Swansea Tureen & cover, ‘Curtis’ botanical, circa 1820
Rare Swansea tureen & cover, hand painted with botanical specimens, the twin furniture-like handles richly gilt, a pinecone know to the lid with beading & similarly gilt, a band of fruiting hops to the sharp shoulder.
Red script marks for botanical names, including –
Lid: “Black Flower’d Lotus” (Curtis No. 79, 1789)
Base: “Winged Leav’d Ipomoea” (Curtis No.244, 1793)
“Three Coloured Crane’s Bill” (Curtis No.240, 1793)
Excellent condition with very minor gold loss
18.5cm across at handles, 15cm high
Botanicals were a favorite at Swansea, and we find two categories; the entirely freehand-painted, and the ‘coloured in’ where a black outline is printed, then painted. Examination under magnification reveals which an example is, and this tureen is entirely hand painted.

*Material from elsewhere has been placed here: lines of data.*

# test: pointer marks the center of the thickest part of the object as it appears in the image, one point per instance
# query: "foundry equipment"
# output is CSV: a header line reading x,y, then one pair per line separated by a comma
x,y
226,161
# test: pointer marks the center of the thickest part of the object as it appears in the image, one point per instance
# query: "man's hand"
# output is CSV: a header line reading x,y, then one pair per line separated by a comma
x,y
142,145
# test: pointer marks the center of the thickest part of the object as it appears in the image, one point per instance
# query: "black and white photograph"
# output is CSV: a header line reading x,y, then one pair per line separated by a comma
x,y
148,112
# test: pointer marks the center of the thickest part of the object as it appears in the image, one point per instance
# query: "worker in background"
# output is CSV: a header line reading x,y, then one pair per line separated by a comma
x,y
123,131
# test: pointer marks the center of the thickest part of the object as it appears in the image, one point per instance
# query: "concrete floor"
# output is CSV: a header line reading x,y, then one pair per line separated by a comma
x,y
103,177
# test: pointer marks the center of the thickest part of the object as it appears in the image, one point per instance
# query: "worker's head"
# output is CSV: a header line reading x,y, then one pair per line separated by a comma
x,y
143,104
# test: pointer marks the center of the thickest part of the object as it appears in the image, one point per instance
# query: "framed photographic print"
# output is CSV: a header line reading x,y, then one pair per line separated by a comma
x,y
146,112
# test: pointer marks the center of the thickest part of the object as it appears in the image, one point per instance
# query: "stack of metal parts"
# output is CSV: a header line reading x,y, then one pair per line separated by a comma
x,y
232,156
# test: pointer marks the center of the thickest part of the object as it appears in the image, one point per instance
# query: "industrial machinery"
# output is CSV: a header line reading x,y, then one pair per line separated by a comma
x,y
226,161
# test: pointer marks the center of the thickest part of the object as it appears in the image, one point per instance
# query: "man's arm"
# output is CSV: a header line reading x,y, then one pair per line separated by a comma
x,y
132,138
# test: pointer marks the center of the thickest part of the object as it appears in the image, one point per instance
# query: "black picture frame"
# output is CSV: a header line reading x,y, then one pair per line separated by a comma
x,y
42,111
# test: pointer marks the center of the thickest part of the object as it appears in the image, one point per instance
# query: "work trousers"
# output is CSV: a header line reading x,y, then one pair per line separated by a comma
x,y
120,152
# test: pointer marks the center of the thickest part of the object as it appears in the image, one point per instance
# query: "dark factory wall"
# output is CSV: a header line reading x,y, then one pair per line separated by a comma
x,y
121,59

There were a number of artists who produced these botanicals; the ‘coloured-in’ examples were possible with little painting skill, just a steady hand: The Curtis publication “The Botanical Magazine; or Flower-Garden Displayed” was all carefully painted in the correct colours by watercolour artists, and so could be accurately copied by the unskilled. Freehand painting such as seen on this tureen, however, was a definite skill, and several distinct hands can be seen at work. We have an exceptionally good clue to some of these painter’s identities, as they always placed the common botanical name on the back in red script – and the art of Graphology, the studying hand-writing, can therefore sometimes give us a name.
Thomas Pardoe had been painting stylized flowers at the Swansea Pottery in the last years of the 18th century, but turned his hand to careful Botanicals on both porcelain and pottery in the first years of the 19th century. He was not a scholar, and his hand-writing is varied, often hurried & haphazard.
William Western Young was another artist often attributed to Botanicals. His hand writing is very refined, with thick lettering all done individually and precise.
This handwriting is very well done, and probably belongs to an ‘unidentified’ Swansea artist.